Two of the fund's top performers in April were Calian Group Ltd. and AG Growth International Inc. Two stocks that were added to the portfolio were Martinrea International Inc. and BRP Inc.

Greg Newman, senior wealth advisor and portfolio manager, Scotia Wealth Management

Mr. Newman chose to take a philosophical approach. "For me it is both permissible and obligatory to try to 'shoot out the lights' – but if and only if one actually 'sees the trade,'" by which he means being completely convinced of the tremendous opportunity of the investment.

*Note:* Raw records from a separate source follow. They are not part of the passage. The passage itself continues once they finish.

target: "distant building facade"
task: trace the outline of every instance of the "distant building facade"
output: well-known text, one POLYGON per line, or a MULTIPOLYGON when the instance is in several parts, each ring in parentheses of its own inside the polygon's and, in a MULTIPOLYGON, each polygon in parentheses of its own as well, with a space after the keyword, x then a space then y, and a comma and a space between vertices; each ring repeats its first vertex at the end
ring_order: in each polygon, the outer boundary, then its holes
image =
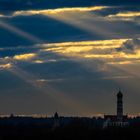
POLYGON ((128 116, 123 115, 123 94, 117 93, 117 115, 104 115, 103 128, 106 127, 127 127, 129 126, 128 116))

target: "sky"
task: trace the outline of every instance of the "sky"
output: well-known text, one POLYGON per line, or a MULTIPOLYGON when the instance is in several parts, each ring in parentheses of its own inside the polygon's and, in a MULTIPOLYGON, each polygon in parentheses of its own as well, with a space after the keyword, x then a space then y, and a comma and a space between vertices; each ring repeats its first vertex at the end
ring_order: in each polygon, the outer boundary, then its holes
POLYGON ((140 110, 139 0, 0 0, 0 114, 140 110))

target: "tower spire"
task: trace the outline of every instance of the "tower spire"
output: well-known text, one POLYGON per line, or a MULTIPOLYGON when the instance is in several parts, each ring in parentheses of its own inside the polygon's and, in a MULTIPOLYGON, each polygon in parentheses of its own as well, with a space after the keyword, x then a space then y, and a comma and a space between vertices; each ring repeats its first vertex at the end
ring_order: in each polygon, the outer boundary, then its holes
POLYGON ((123 94, 120 89, 117 93, 117 119, 118 121, 123 119, 123 94))

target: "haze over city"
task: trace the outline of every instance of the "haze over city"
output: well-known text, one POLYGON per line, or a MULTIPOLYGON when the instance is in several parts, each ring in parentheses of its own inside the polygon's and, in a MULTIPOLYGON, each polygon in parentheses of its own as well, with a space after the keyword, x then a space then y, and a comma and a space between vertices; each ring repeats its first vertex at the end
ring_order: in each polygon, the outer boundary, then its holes
POLYGON ((0 114, 140 113, 138 0, 0 0, 0 114))

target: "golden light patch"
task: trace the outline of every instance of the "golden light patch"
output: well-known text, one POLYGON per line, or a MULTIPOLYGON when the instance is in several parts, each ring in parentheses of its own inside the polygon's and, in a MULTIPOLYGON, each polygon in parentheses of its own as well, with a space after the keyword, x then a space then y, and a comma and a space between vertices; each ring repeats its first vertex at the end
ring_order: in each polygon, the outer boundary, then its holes
POLYGON ((140 12, 120 12, 116 15, 109 15, 108 17, 114 18, 114 17, 137 17, 140 16, 140 12))
POLYGON ((10 68, 12 68, 12 64, 11 63, 1 64, 0 65, 0 69, 10 69, 10 68))
POLYGON ((13 59, 15 60, 30 60, 37 56, 35 53, 28 53, 28 54, 21 54, 21 55, 15 55, 13 59))
POLYGON ((47 9, 47 10, 27 10, 27 11, 16 11, 13 16, 19 15, 55 15, 66 12, 89 12, 108 8, 107 6, 94 6, 94 7, 75 7, 75 8, 58 8, 58 9, 47 9))

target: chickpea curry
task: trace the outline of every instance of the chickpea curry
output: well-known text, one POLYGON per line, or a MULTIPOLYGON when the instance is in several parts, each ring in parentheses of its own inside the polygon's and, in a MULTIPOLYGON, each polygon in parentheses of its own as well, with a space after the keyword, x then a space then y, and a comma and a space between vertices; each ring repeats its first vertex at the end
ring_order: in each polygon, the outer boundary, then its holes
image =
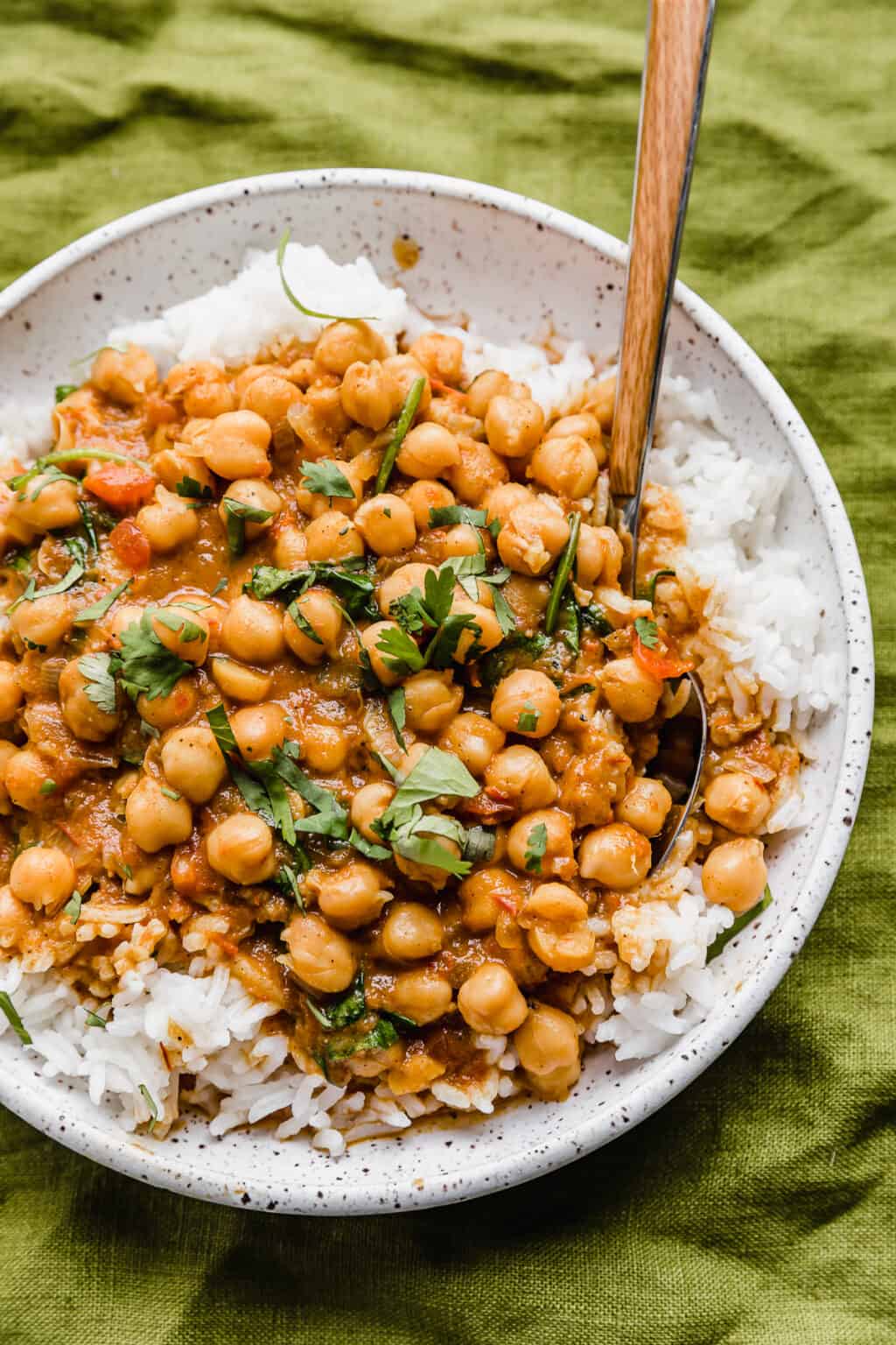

He notes examples where he has done this, such as recommending Facebook Inc. shares when they were in the range of $20 (U.S.) a share, Apple Inc. in the $70s, and, more recently, Shopify Inc. before it hit $30. Finding these big opportunities is usually a function of experience, hard work and the strength to stay the course through all the ups and downs, he notes.

"So if one is looking for the frosting on the cake, I say keep it in cash until the right idea comes along."